Rea mengangguk, akan tetapi saat mereka hampir selesai berbenah hujan deras mengguyur.


Rea dan Bara saling pandang kemudian menghela napas kasar.


"Hujan, Rea. Kita tidak mungkin nekat pulang dalam keadaan hujan deras, kau ingat kan jarak parkiran mobil dari sini lumayan jauh?"


"Aku tahu, Mas. Terus gimana?"


"Aku telepon Papa dulu," ucap Bara, sedikit menjauh. Rea pun melakukan hal yang sama berusaha menghubungi Revan meski harus mengulang berkali-kali.


"Mas Revan dimana? kenapa sulit dihubungi dari tadi?" cerca Rea tak sabar, ia agak menjauh dari Bara karena tak ingin sang kakak tahu bahwa saat ini dirinya sedang bersama Bara.


"Aku baru pulang Rea, mobil masuk bengkel kerjaan numpuk tadi, mana ponselku mati." Terdengar helaan napas Revan.


"Mba Najira, Mas. Mba Najira masuk rumah sakit, barusan Papanya Mas Bara memberi kabar. Bisakah kamu..."


"Apa! Najira? di Rumah sakit mana?" pekik Revan.


"Permata Medika, masih belum sadarkan diri.
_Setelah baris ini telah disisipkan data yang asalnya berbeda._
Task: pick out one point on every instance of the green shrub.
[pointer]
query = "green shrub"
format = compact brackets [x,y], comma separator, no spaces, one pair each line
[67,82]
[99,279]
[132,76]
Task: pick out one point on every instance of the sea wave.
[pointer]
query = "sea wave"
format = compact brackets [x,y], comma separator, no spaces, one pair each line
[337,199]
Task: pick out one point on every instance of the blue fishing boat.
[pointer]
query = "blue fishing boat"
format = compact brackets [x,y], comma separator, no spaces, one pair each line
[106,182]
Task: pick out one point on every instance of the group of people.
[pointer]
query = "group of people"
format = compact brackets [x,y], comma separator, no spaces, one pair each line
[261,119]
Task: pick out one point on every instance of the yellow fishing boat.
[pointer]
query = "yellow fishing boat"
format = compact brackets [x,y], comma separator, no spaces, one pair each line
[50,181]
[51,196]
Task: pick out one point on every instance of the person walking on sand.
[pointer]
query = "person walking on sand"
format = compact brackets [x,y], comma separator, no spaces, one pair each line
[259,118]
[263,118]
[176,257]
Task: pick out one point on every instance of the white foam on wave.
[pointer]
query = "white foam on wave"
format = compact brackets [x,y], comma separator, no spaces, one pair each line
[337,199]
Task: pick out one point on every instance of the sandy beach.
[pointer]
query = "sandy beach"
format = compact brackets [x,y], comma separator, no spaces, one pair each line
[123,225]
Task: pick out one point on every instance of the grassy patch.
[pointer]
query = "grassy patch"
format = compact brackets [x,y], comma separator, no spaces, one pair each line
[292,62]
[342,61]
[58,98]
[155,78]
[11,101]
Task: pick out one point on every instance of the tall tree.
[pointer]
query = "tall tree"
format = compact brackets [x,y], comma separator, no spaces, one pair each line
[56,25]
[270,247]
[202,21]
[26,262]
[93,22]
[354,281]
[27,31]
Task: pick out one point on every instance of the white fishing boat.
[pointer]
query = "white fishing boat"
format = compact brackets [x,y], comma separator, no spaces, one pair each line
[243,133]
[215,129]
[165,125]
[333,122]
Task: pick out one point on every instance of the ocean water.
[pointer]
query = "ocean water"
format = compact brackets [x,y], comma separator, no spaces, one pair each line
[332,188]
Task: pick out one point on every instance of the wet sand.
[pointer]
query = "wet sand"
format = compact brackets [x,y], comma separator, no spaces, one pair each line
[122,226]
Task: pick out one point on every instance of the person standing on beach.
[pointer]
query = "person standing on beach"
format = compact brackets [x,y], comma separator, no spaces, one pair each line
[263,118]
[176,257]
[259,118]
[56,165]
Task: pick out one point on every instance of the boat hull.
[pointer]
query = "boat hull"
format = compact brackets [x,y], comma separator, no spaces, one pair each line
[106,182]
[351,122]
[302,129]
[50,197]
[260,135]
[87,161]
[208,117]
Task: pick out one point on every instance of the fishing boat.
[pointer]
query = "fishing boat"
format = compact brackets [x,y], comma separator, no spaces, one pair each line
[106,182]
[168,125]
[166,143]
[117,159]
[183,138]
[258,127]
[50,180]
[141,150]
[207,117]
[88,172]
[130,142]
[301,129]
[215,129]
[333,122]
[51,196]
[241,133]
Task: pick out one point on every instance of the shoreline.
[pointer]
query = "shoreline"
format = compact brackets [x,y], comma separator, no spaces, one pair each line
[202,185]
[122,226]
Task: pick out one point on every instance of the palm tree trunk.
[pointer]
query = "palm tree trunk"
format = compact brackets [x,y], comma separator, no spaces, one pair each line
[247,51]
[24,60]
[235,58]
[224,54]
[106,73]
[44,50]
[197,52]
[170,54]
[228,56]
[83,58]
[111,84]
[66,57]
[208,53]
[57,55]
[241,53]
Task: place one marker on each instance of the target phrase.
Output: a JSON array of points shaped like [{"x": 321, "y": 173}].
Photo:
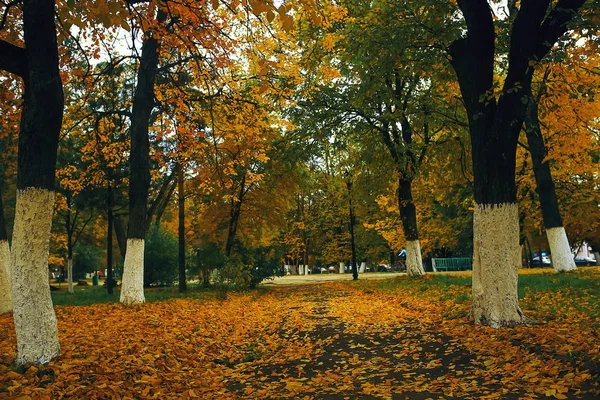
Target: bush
[
  {"x": 160, "y": 258},
  {"x": 252, "y": 266},
  {"x": 86, "y": 259}
]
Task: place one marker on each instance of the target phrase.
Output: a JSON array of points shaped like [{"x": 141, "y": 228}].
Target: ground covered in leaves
[{"x": 406, "y": 338}]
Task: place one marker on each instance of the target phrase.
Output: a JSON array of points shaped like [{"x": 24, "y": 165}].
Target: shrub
[
  {"x": 160, "y": 258},
  {"x": 86, "y": 259}
]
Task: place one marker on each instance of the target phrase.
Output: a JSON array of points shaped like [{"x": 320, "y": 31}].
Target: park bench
[{"x": 451, "y": 264}]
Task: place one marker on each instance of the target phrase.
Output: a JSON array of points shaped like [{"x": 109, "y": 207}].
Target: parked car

Mas Revan langsung kesana saja, besok mungkin Rea baru bisa jenguk Mba Najira," ucap Rea.


"Oke Rea." Telepon Revan terputus, ia menghampiri Bara yang juga sudah selesai.


"Gimana, Mas?" tanya Rea, terlebih hujan semakin deras saja.


"Ya gak gimana-gimana, tadi Papa udah nyuruh orang jaga Najira."


"Syukurlah, tapi kok bisa sih?" penasaran Rea. Bara hanya mengedikkan bahu tak ingin tahu.


"Kita nunggu hujan reda apa gimana, Mas?" tanya Rea.


"Kita tetap menginap, kalaupun pulang tetap percuma karena jam besuk rumah sakit sudah tutup. Nanti aku akan terus pantau kondisi Najira dari orangnya Papa."


"Tapi, Mas Revan menuju kesana gimana?"


"Gampang, nanti aku bisa mengaturnya Rea!" ucap Bara berusaha menenangkan gadisnya.


***


Revan, ia langsung menuju Rumah Sakit Permata Medika setelah mendapat kabar dari Rea. Panik luar biasa menyelimuti dirinya, di tengah malam setengah berlari ia menuju meja Resepsionis Rumah Sakit.


"Pasien bernama Najira, Sus?" panik Revan.


"Silahkan ikut saya," ucap orang berbaju hitam yang sengaja menunggu kedatangan Revan.


Revan pun mengangguk, tubuhnya semakin lemas mengekor laki-laki itu yang tak ia tahu siapa.


Hingga langkah terhenti di depan ruang rawat kelas atas dimana Najira berada.


"Bagaimana keadaan kekasih saya, Dok?" tanya Revan saat seorang Dokter keluar dari ruang rawat.


"Pasien kehilangan banyak darah dan masih belum sadarkan diri, satu lagi janin dalam kandungannya tidak selamat," ucap Dokter seraya menepuk pundak Revan sebelum pergi.


"Hah?" gumam Revan, dengan tatapan mata kosong dan tubuh mulai luruh lemas.